Good news from this week: I've managed to decouple the rendering process into smaller pieces of code. The code used for rendering map layers (in QgsMapRenderer class) has been made reentrant, that is it can be run from several threads at the same time without threads interfering between each other. If the threading is enabled, instead of directly rendering the map layers, only a list of jobs is created and then they are processed (rendered) in threads. Once the layers are all rendered into separate images, the images are blended together and the post-processing takes place (draw labeling and other stuff). Spawning of worker threads is done automatically within the QtConcurrent framework and is said to scale with the number of processors.
To test the performance on my dual-core machine, I've loaded a bunch of big shapefiles and let it run: cca 45 seconds without threading, cca 24 seconds with threading, so we are close to the 2x speed up under good conditions.

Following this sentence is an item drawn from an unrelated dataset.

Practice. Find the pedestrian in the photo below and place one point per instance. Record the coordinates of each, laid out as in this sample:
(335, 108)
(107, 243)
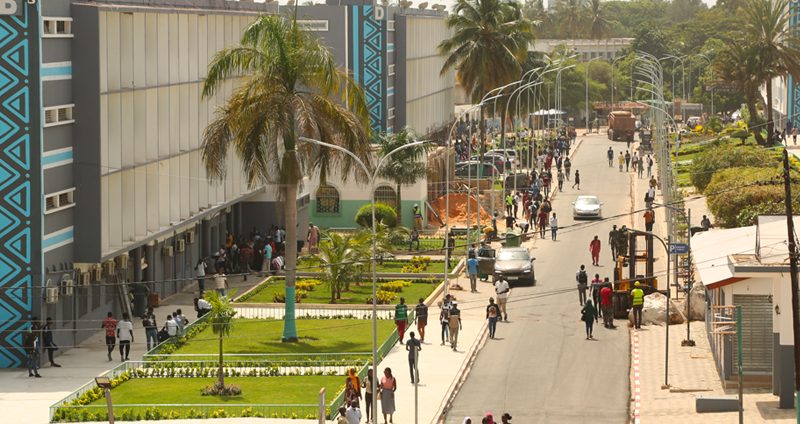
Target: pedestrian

Bad conditions would mean there is one hug layer (that takes a lot of time for processing) and zero or more small layers (that are rendered quickly) - such task cannot be split well and the speedup would be small (if any).
The rendering in threads can be used when rendering to raster images - for map canvas or other uses. I'm not sure if threading would be feasible for high-quality printing output (either raster or vector) - whether the memory footprint and extensive copying of rendered data would not decrease the multi-core performance gain. (I'm not going to investigate that now as I'm focusing on making the map browsing in map canvas faster and smoother).
For the next week, I'd like to get the threading code to a bit better shape, improve the caching of rendered map layers and start designing the necessary pieces to allow the whole rendering process to be run in a worker thread and the GUI won't be blocked in meanwhile.
As I have announced before, this week was full of important school duties: on Monday 24 I had to defend my master thesis Structural Recognition of Facades (PDF) and then on Thursday 27 I was doing the final university exams. Fortunately I have been successful with both tasks.
Regarding the SoC project, I've started to pick up the pace during the weekend: updated my QGIS copy, applied some patches and coded a benchmark to measure the rendering performance. Although the benchmarks are never perfect, they provide a good base when evaluating performance improvements.
I've started with evaluation of time for rendering a bunch of points. In the graph below, the number of points is on X axis, while time in milliseconds is on Y axis. The graph has been created with the help of qtestlib-tools. Here I've compared the new symbology (available from QGIS 1.4) to old symbology. The new implementation seems to perform about 10% better, however in other scenarios the performances may vary.